Uber-for-laundry startup Washio wants to make its on-demand service ubiquitous in cities across the U.S. Now available in just Los Angeles and San Francisco, the company is looking to expand aggressively this year. To do that, it’s raised $2.25 million in a celeb-filled seed round and is pushing an enterprise product.
The funding was led by Pejman Mar Ventures, but includes a number of other investors such as Sherpa Ventures, Jerry Yang’s AME Cloud Ventures, Three Six Zero Group, Ashton Kutcher, Guy Oseary, Ron Burkle, Nas, Anthony Saleh, Larry Rudolph, Jay Brown, Zod Nazem, Troy Carter, Scooter Braun, Yael Cohen, Tom Ryan, and Frank Cooper. Washio had previously raised $550,000 in a seed round, bringing total funding to $2.8 million.
Washio provides a mobile app that lets its users schedule laundry pickup and delivery from their phones, providing the convenience of wash-and-fold or dry cleaning with a 24-hour turnaround. It doesn’t wash the clothes itself — instead contracting that part out to third-party laundry facilities — but it does do all the pickup, drop-off and fulfillment, and handles payments directly from the mobile phone.

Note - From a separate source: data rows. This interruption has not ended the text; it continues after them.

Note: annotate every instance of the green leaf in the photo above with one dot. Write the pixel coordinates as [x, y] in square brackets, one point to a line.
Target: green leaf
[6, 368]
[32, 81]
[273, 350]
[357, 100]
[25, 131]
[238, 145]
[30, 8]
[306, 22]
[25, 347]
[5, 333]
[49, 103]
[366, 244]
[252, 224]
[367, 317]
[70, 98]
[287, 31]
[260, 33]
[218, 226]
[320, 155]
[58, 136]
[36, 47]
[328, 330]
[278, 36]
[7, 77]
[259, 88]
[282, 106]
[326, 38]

Washio launched in Los Angeles, but expanded to San Francisco a few months ago. Since then, it’s seen pretty tremendous growth. The two markets are already almost on par with each other, despite L.A.’s early lead. According to founder Jordan Metzner, the company has expanded the number of zones that drivers make pickups and deliveries in, and even had to switch to a 36-hour turnaround at one point to catch up with demand. (It’s now back to 24-hour service, thank gawd.)
Fun fact: Washio’s growth has come at the same time that Y Combinator-backed on-demand laundry competitor Prim shut down. Whether you want to claim coincidence or causality is up to you.
Anyway, with the company going full steam ahead in San Francisco, Washio’s new funding will be used to help expand into other markets. Metzner says the company is preparing for entry into a third city, but would not say where. But overall, it’s looking to tackle five to 10 new cities this year.
Washio is also looking to grow its enterprise business. Not all of its washings come from lazy individuals spending their own money — the startup has succeeded in recruiting a number of other startups to sign up and offer Washio credits to their employees.
In the same way that some companies have handed out Uber credits for commuting, or Exec credits for anything else, Washio has enabled employers to make laundry an employee perk. It’s signed up a few pilot clients already, but is opening its enterprise offering up more widely.